The Mobility House North America has unveiled Cascade EV Aggregator, a vehicle-grid integration platform designed to aggregate electric vehicle charging and discharging assets into coordinated energy resources for utilities.

Cascade EV Aggregator is presented as a utility-facing platform capable of managing electric vehicle loads across a wide range of charger and vehicle types, from residential chargers to fleet depots and electric school bus operations.

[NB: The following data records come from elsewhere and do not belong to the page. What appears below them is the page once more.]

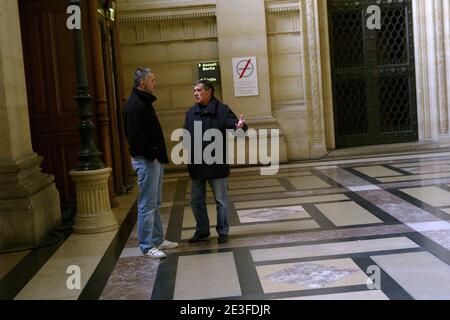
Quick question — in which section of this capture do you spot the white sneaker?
[158,240,178,250]
[144,248,166,259]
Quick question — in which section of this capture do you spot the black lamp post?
[69,0,105,171]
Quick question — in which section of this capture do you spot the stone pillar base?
[0,154,61,251]
[70,168,119,234]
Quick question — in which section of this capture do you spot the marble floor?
[0,152,450,300]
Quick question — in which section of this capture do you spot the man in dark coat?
[124,68,178,259]
[184,80,247,243]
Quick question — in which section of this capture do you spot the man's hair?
[195,79,216,97]
[134,68,153,88]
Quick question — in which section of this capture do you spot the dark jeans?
[191,178,230,234]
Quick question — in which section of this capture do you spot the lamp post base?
[70,168,119,234]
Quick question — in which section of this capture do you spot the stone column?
[412,0,450,146]
[216,0,287,161]
[0,0,61,250]
[70,168,118,233]
[300,0,327,158]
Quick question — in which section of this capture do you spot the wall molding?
[266,1,300,14]
[119,10,216,24]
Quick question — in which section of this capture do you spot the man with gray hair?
[124,68,178,259]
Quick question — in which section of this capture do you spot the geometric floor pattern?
[0,152,450,300]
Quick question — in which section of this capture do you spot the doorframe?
[316,0,426,151]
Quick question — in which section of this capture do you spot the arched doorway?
[327,0,418,148]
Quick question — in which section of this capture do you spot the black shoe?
[217,234,228,243]
[188,232,210,243]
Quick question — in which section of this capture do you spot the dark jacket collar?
[194,97,219,114]
[133,87,158,104]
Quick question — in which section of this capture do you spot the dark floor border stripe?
[78,202,137,300]
[237,199,349,210]
[311,169,345,188]
[233,248,264,296]
[149,253,178,300]
[255,248,427,267]
[213,285,376,300]
[344,192,403,224]
[0,226,72,300]
[380,164,413,178]
[436,184,450,192]
[386,188,450,221]
[342,166,381,185]
[277,177,298,192]
[378,178,450,189]
[408,232,450,266]
[234,232,420,255]
[302,203,336,230]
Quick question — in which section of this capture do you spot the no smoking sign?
[233,57,259,97]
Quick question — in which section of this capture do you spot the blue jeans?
[191,178,230,234]
[131,157,164,253]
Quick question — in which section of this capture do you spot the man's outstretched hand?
[236,114,245,130]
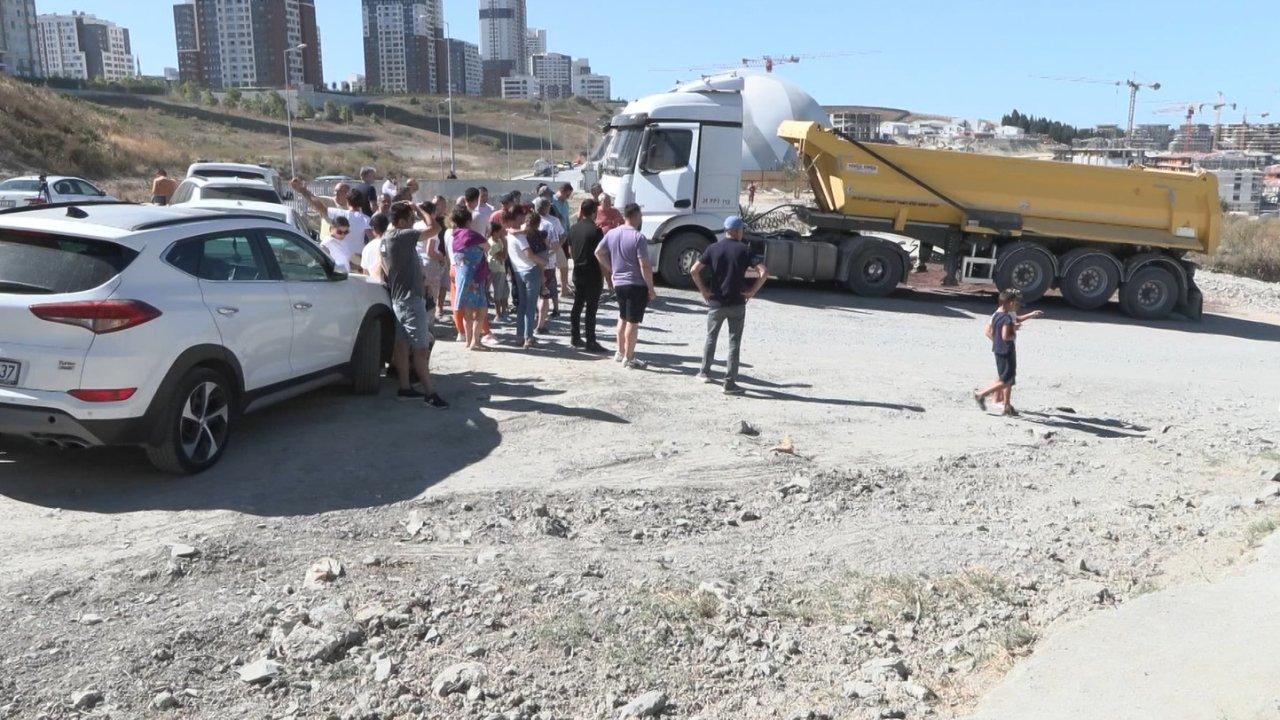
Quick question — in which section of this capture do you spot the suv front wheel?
[146,368,234,474]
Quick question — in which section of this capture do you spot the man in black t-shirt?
[568,197,605,352]
[689,215,769,395]
[351,168,378,218]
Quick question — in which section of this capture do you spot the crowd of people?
[289,168,768,407]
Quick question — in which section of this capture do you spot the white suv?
[0,202,394,473]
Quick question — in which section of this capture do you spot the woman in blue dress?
[449,205,489,351]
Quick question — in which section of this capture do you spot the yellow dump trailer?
[771,122,1222,318]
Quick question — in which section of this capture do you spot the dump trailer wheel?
[845,242,902,297]
[1059,254,1120,310]
[658,232,710,290]
[996,243,1053,304]
[1120,265,1179,320]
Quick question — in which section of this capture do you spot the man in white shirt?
[360,213,392,281]
[289,178,374,270]
[320,218,358,273]
[534,197,564,320]
[471,184,497,230]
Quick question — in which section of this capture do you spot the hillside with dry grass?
[0,76,609,199]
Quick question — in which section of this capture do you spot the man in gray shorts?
[381,201,449,409]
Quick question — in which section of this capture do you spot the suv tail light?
[31,300,160,334]
[67,387,138,402]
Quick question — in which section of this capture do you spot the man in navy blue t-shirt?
[973,288,1044,418]
[689,215,769,395]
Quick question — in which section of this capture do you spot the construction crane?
[1036,76,1160,138]
[649,50,879,73]
[1155,100,1207,152]
[1201,90,1235,150]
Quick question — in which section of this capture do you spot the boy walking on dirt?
[973,288,1044,418]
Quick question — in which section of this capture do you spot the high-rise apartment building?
[0,0,44,77]
[174,0,324,90]
[570,58,613,101]
[173,3,205,85]
[361,0,444,92]
[479,0,529,96]
[529,53,573,97]
[36,13,137,81]
[448,38,484,95]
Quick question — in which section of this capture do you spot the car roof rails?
[0,200,137,217]
[129,210,292,231]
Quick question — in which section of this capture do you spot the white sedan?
[0,176,115,209]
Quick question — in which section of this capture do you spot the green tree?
[262,92,284,120]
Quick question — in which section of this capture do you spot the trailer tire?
[658,232,710,290]
[996,242,1053,304]
[1120,265,1180,320]
[1059,252,1120,310]
[845,242,902,297]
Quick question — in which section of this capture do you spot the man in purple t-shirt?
[595,202,658,370]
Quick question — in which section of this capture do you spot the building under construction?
[1219,123,1280,155]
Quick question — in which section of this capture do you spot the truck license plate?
[0,360,22,386]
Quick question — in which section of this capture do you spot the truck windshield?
[600,127,644,176]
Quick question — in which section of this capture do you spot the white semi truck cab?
[591,90,742,287]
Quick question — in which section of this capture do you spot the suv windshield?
[0,179,40,192]
[600,127,644,176]
[200,184,280,205]
[0,229,138,295]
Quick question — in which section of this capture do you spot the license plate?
[0,360,22,386]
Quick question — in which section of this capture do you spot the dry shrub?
[1206,215,1280,282]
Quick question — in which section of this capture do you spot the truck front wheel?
[996,243,1053,304]
[845,242,902,297]
[1120,265,1179,320]
[658,232,710,290]
[1059,255,1120,310]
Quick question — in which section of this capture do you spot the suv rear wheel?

The Mobility House North America states that the technology is designed to operate across the United States and Canada in collaboration with electric utility partners.

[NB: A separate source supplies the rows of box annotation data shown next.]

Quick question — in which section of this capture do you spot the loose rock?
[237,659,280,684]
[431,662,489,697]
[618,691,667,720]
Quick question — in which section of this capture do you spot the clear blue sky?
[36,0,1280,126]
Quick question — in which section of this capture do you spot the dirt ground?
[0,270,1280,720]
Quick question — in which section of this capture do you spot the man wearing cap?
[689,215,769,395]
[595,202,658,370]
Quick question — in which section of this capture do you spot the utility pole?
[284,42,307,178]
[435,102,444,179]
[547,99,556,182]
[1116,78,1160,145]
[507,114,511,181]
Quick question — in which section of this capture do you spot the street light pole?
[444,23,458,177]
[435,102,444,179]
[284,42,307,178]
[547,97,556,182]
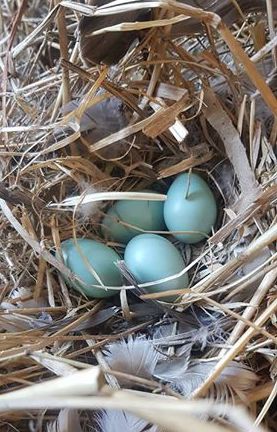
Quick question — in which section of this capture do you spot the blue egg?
[61,239,122,298]
[124,234,188,300]
[164,173,217,243]
[102,190,165,244]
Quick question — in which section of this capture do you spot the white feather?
[104,336,160,378]
[47,409,83,432]
[97,410,153,432]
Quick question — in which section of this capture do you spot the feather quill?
[169,361,258,397]
[104,336,160,378]
[47,409,83,432]
[97,410,158,432]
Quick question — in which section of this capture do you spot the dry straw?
[0,0,277,432]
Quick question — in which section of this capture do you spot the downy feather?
[94,410,158,432]
[47,409,83,432]
[104,336,160,378]
[169,361,258,397]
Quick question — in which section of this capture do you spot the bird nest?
[0,0,277,432]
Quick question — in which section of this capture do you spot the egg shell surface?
[61,238,122,298]
[102,190,165,244]
[164,173,217,244]
[124,234,188,301]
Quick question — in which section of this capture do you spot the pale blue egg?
[164,173,217,243]
[124,234,188,300]
[102,190,165,244]
[61,239,122,298]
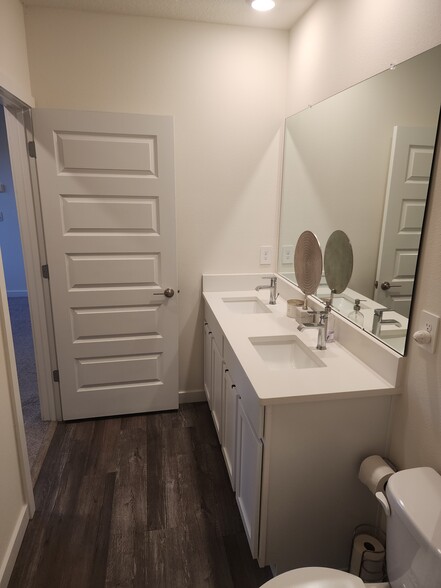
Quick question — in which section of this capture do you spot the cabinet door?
[222,369,238,490]
[211,337,224,443]
[204,322,213,408]
[236,398,262,557]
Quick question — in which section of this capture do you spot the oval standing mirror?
[324,230,354,299]
[294,231,323,309]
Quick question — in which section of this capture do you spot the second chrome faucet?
[297,304,331,350]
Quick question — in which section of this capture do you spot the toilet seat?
[261,568,366,588]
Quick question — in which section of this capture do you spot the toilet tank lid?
[386,467,441,557]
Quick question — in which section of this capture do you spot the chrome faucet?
[297,304,331,350]
[372,308,401,337]
[256,276,278,304]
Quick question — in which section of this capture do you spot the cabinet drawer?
[224,340,265,439]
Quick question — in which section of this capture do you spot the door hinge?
[28,141,37,159]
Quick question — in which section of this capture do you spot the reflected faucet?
[297,303,331,350]
[256,276,278,304]
[372,308,401,337]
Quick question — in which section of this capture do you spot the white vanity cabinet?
[205,294,397,573]
[236,398,262,558]
[211,337,224,443]
[204,321,213,408]
[204,309,225,444]
[222,367,239,490]
[204,308,263,558]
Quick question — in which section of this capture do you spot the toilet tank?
[386,467,441,588]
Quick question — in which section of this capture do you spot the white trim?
[0,249,35,518]
[179,390,207,404]
[4,107,61,420]
[0,505,30,588]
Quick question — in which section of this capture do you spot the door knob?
[380,282,401,290]
[153,288,175,298]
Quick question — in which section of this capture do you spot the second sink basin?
[222,296,271,314]
[250,335,326,370]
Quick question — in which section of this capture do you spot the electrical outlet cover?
[417,310,439,353]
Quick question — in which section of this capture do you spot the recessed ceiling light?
[251,0,276,12]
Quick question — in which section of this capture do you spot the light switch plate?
[260,245,273,265]
[417,310,439,353]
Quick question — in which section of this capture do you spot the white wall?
[287,0,441,115]
[288,0,441,471]
[0,0,34,106]
[0,106,27,296]
[25,8,288,390]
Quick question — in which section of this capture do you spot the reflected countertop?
[203,290,399,404]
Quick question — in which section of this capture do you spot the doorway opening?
[0,105,55,483]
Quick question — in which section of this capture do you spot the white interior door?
[33,109,178,420]
[375,127,436,317]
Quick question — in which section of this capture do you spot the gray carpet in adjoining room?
[8,297,51,471]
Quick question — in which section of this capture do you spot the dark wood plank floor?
[9,403,271,588]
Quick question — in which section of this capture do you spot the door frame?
[0,88,62,422]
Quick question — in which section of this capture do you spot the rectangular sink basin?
[250,335,326,370]
[222,296,271,314]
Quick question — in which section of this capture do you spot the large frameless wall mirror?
[278,45,441,353]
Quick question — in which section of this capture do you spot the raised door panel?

The company reports that Cascade is already being used to enable V2G participation for electric school bus fleets deployed in California, Massachusetts, and New York.

The Mobility House provides smart charging services in New York and Amsterdam, and in February 2025 entered a commercial partnership with Schneider Electric aiming to develop and implement advanced solutions for the deployment of electric vehicle (EV) fleet charging infrastructure worldwide.

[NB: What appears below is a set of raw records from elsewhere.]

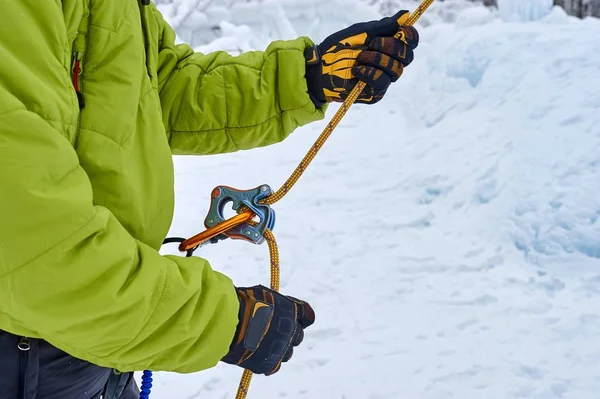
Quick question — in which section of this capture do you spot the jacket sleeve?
[0,104,239,372]
[154,9,326,154]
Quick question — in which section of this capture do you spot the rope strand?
[235,0,434,399]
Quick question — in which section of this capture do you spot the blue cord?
[140,370,152,399]
[140,237,190,399]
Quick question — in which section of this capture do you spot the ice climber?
[0,0,418,399]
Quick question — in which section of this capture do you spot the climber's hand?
[222,286,315,375]
[305,11,419,106]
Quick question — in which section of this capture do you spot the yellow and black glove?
[304,11,419,107]
[222,286,315,375]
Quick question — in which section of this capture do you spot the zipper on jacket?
[17,337,31,399]
[73,52,85,109]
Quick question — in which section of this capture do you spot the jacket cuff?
[304,46,327,108]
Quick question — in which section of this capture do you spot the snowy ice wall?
[498,0,553,22]
[157,0,480,54]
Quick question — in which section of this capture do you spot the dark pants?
[0,331,139,399]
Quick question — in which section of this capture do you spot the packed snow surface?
[152,3,600,399]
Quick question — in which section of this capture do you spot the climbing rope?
[235,0,434,399]
[145,0,434,399]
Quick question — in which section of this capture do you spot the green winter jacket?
[0,0,324,372]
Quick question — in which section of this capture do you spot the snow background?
[146,0,600,399]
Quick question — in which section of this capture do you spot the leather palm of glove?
[222,286,315,375]
[304,11,419,107]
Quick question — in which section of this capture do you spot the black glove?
[222,286,315,375]
[304,11,419,107]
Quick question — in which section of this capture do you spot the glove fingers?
[319,10,409,53]
[288,296,315,328]
[354,51,404,83]
[292,328,304,346]
[369,37,415,66]
[353,65,392,94]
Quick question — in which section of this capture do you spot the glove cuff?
[304,46,327,108]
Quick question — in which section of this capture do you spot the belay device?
[145,0,434,399]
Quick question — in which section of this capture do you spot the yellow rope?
[235,0,434,399]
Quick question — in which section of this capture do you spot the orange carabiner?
[179,211,255,252]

The Mobility House launches Cascade EV Aggregator

The platform aggregates flexibility from multiple charge management systems and individual chargers distributed across a utility service area. Cascade can interface with existing fleet charge management systems, including The Mobility House’s ChargePilot, which continues to manage site-level charging optimization for fleet operators. Cascade operates above these systems, coordinating thousands of assets simultaneously to create a single aggregated resource for the grid.

The platform supports both unidirectional smart charging (V1G) and bidirectional vehicle-to-grid (V2G) operation, enabling electric vehicles to function either as flexible loads or as distributed energy storage capable of exporting power to the grid.

According to The Mobility House North America, Cascade EV Aggregator can deliver grid services including demand response, dynamic rate optimization, load shifting, and grid constraint management. The platform receives real-time signals from utilities or market programs and translates them into individualized charging plans aligned with vehicle mobility requirements. The resulting aggregated response is delivered as load reduction or energy export at the grid level.

Managing EVs load and storage capacity

The Mobility House North America references a BloombergNEF forecast estimating that electric vehicle battery capacity on U.S. roads could reach around 4 TWh within the next decade. BloombergNEF identifies this capacity as a large potential distributed energy resource when aggregated and optimized. Cascade EV Aggregator is positioned by the company as a tool to manage this growing volume of electric vehicle load and storage capacity within utility distribution networks.

“Electric vehicle batteries can play a substantial role in meeting the tremendous challenge of load growth on the electrical grid. The Mobility House is committed to developing the technology that harmonizes EV charging with reliable grid operations.” says Greg Hintler, CEO of The Mobility House North America.

“The electric school buses in our fleet work hard every day to get students to school safely. And now as a part of The Mobility House’s Cascade Aggregator they can earn revenue for the district supporting the energy grid while they are parked at the depot.” adds Ernest Epley, Transportation Director at Fremont Unified School District.

“Cascade provides a critical aggregation layer and optimization that coordinates charging activities to enable EVs to participate in virtual power plants. This is a powerful tool that enables vehicles to deliver flexibility to the grid at scale, making homes and businesses more energy and financially resilient.” concludes Russell Vare, VP of VGI, The Mobility House North America.